Single by T. Rex
- B-side: "Solid Baby" (UK) "Chrome Sitar" (Germany);
- Released: 21 February 1976
- Genre: Glam rock
- Length: 2:21
- Label: T. Rex Wax Co.
- Songwriter(s): Marc Bolan
- Producer(s): Marc Bolan

T. Rex singles chronology
| "Dreamy Lady" (1976) | "London Boys" (1976) | "I Love to Boogie" (1976) |

= London Boys (T. Rex song) =

"London Boys" is a song by English glam rock band T. Rex. It was released a single in 1976 by record label T. Rex Wax Co. The track was not released on an album, but was originally intended to feature in Bolan's aborted rock operas The London Opera and Billy Super Duper.

== Content ==
Like all of T. Rex's music, the song is written by Marc Bolan.

== Release ==
"London Boys" was released as a single on 21 February 1976 by record label T. Rex Wax Co.

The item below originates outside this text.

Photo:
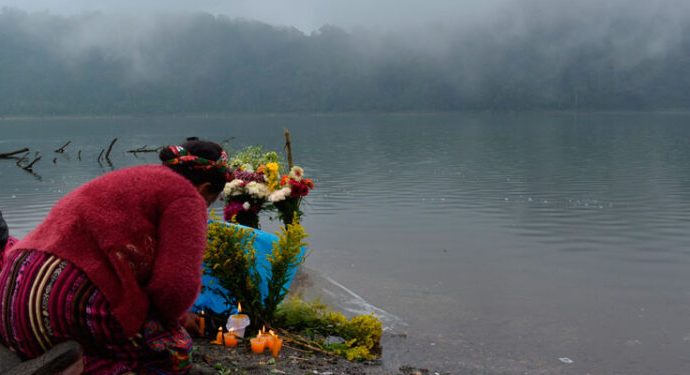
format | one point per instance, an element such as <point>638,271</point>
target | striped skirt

The track was not released on an album, but was originally intended to feature in Bolan's aborted rock operas The London Opera and Billy Super Duper. Its B-side, "Solid Baby", is taken from T. Rex's tenth studio album Bolan's Zip Gun (1975).

The song was in the UK charts for a total of three weeks, peaking at number 40.